Table #1 (invoice header)
id | invoice_number | amount | cusomer_id | customer_name |
---|---|---|---|---|
1 | 1001 | 500.00 | 1 | Customer 1 |
2 | 1002 | 240.00 | 2 | Customer 2 |
Table 1, can be created using the Mitto JSON plugin.
Job #1 name: json_invoices
Table #2 (invoice lines)
invoice_id | id | line | product | amount |
---|---|---|---|---|
1001 | 1 | 1 | A | 200.00 |
1001 | 2 | 2 | B | 300.00 |
1002 | 3 | 1 | A | 200.00 |
1002 | 4 | 2 | C | 40.00 |
If Mitto job #1 uses a Mitto store, then Table 2, can be created using a Mitto Store job.
Mitto Store Job Config
Mitto store jobs can be created using the Generic plugin.
Here's an example job config that pipes data from a Mitto store.
{
"input": {
"name": "json_invoices",
"use": "mitto.iov2.input#StoreInput",
"jpath": "$.invoice_lines[*]",
"members": [
{
"name": "invoice_id",
"value": "$.id"
}
]
},
"output": {
"tablename": "invoice_lines",
"use": "call:mitto.iov2.db#todb",
"schema": "json",
"dbo": "postgresql://localhost/analytics"
},
"steps": [
{
"use": "mitto.iov2.steps#Input",
"transforms": [
{
"use": "mitto.iov2.transform#ExtraColumnsTransform"
},
{
"use": "mitto.iov2.transform#ColumnsTransform"
}
]
},
{
"use": "mitto.iov2.steps#CreateTable"
},
{
"use": "mitto.iov2.steps#Output",
"transforms": [
{
"use": "mitto.iov2.transform#FlattenTransform"
}
]
},
{
"use": "mitto.iov2.steps#CollectMeta"
}
]
}
The input
section is the important part of this job config.
Name
The name
parameter is the name of the "parent" job that is configured to use a store.
Jpath
The jpath
parameter let's you define exactly what section of the store's JSON data to pull from. This is necessary for Table 2 because of the nested data in the invoice_lines
array. Learn more about JSONPath (jpath) expressions below.
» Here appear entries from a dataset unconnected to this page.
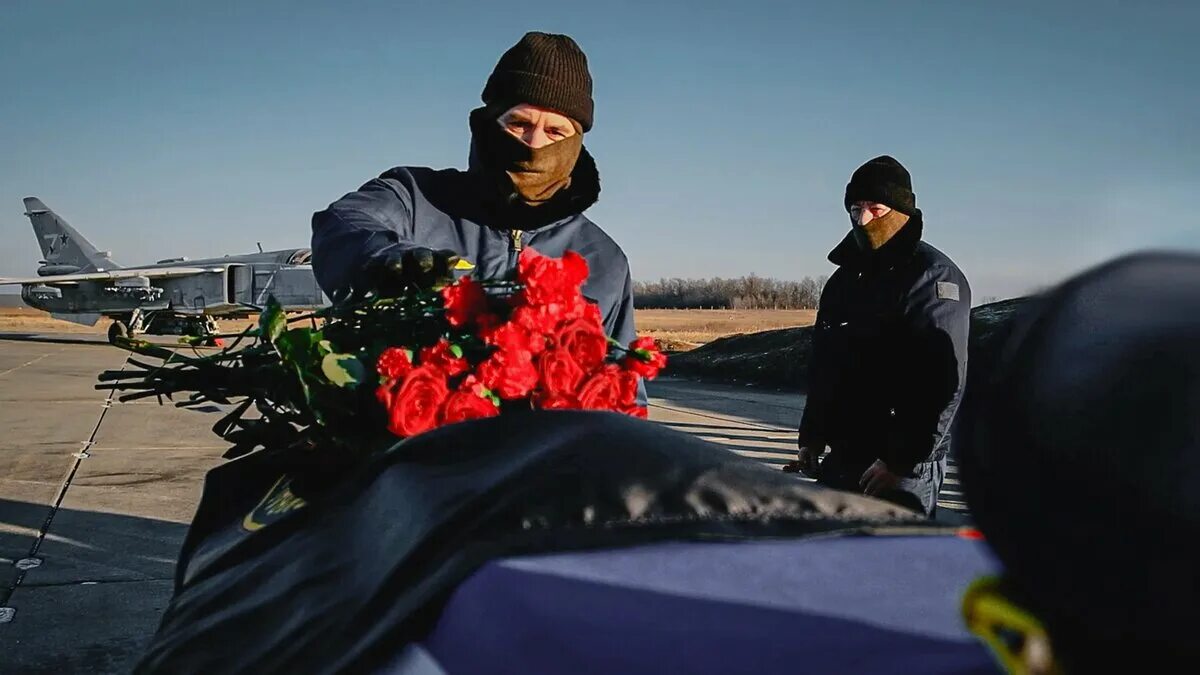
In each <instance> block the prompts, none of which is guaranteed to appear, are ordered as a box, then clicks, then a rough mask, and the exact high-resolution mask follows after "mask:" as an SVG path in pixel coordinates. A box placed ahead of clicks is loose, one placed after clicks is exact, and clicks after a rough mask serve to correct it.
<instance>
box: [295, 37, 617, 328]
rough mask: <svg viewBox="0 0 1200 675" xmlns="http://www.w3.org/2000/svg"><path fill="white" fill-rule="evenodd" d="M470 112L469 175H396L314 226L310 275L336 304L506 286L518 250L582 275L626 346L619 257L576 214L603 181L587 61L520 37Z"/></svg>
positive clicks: (403, 168)
mask: <svg viewBox="0 0 1200 675" xmlns="http://www.w3.org/2000/svg"><path fill="white" fill-rule="evenodd" d="M482 101H484V103H485V104H484V107H481V108H478V109H475V110H473V112H472V113H470V118H469V119H470V131H472V151H470V162H469V168H468V169H467V171H466V172H463V171H457V169H443V171H434V169H431V168H425V167H396V168H392V169H389V171H386V172H384V173H383V174H382V175H380V177H379V178H376V179H372V180H370V181H367V183H366V184H365V185H364V186H362V187H360V189H359V190H358V191H355V192H350V193H349V195H346V196H344V197H342V198H341V199H338V201H336V202H334V203H332V204H330V207H329V208H328V209H325V210H323V211H319V213H317V214H314V215H313V219H312V231H313V234H312V250H313V271H314V274H316V276H317V280H318V282H319V283H320V286H322V288H323V289H324V291H325V293H326V294H328V295H329V297H330V298H332V299H334V301H335V303H336V301H341V300H344V299H347V298H350V297H352V295H359V294H365V293H368V292H372V291H382V292H384V293H390V292H396V291H398V289H400V288H403V287H404V286H406V285H409V283H415V285H419V286H425V287H427V286H431V285H433V283H434V282H438V281H448V280H450V279H451V277H452V276H454V271H455V269H470V268H474V276H475V277H476V279H505V277H511V276H512V275H514V273H515V270H516V267H517V258H518V257H520V255H521V251H523V250H526V249H529V247H532V249H534V250H536V251H539V252H541V253H544V255H546V256H551V257H556V258H558V257H562V256H563V255H564V253H566V251H577V252H578V253H581V255H582V257H583V258H584V259H586V261H587V263H588V265H589V267H590V270H592V271H590V276H588V279H587V283H586V286H584V287H583V294H584V295H586V297H587V298H588V299H590V300H592V301H594V303H596V304H598V305H599V307H600V315H601V318H602V323H604V329H605V333H607V335H611V336H612V337H614V339H616V340H617V341H618V342H620V344H622V345H629V344H630V342H631V341H632V340H634V339H635V337H636V334H635V329H634V300H632V282H631V279H630V273H629V262H628V259H626V258H625V253H624V251H622V249H620V246H618V245H617V244H616V243H614V241H613V240H612V239H611V238H610V237H608V235H607V234H606V233H605V232H604V231H602V229H600V227H598V226H596V225H595V223H594V222H592V221H590V220H589V219H588V217H587V216H584V215H583V211H584V210H586V209H587V208H589V207H590V205H592V204H594V203H595V202H596V198H598V197H599V193H600V179H599V174H598V172H596V167H595V162H594V161H593V159H592V156H590V155H589V154H588V151H587V149H586V148H584V147H583V135H584V133H586V132H587V131H589V130H590V129H592V121H593V100H592V76H590V74H589V72H588V64H587V58H586V56H584V54H583V52H582V50H581V49H580V47H578V44H576V43H575V41H574V40H571V38H570V37H568V36H565V35H548V34H542V32H529V34H527V35H526V36H524V37H522V38H521V41H520V42H517V43H516V44H515V46H514V47H512V48H511V49H509V50H508V52H505V53H504V55H503V56H500V60H499V62H498V64H497V66H496V68H494V71H493V72H492V74H491V77H490V78H488V79H487V84H486V85H485V88H484V92H482Z"/></svg>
Query a record from the "parent" job's Mitto store API to determine the correct jpath
.
Members
The members
parameter let's you add additional columns from any section of the store's JSON data to the resulting database table. In our case, we need to add the id
of each invoice to the invoice_lines
table in order for us to join the two tables together. members
also uses jpath in it's value
key, and you can name the resulting column by adjusting the name
key.
JSONPath Expressions
To understand how to use JSONPath to pick specific sections of data out of a JSON object you can visit: https://goessner.net/articles/JsonPath/
To interactively learn how to use JSONPath syntax you can visit: https://jsonpath.com/
Best Practices
Always run the store job after the "parent" job because the store job requires the store from the "parent" job.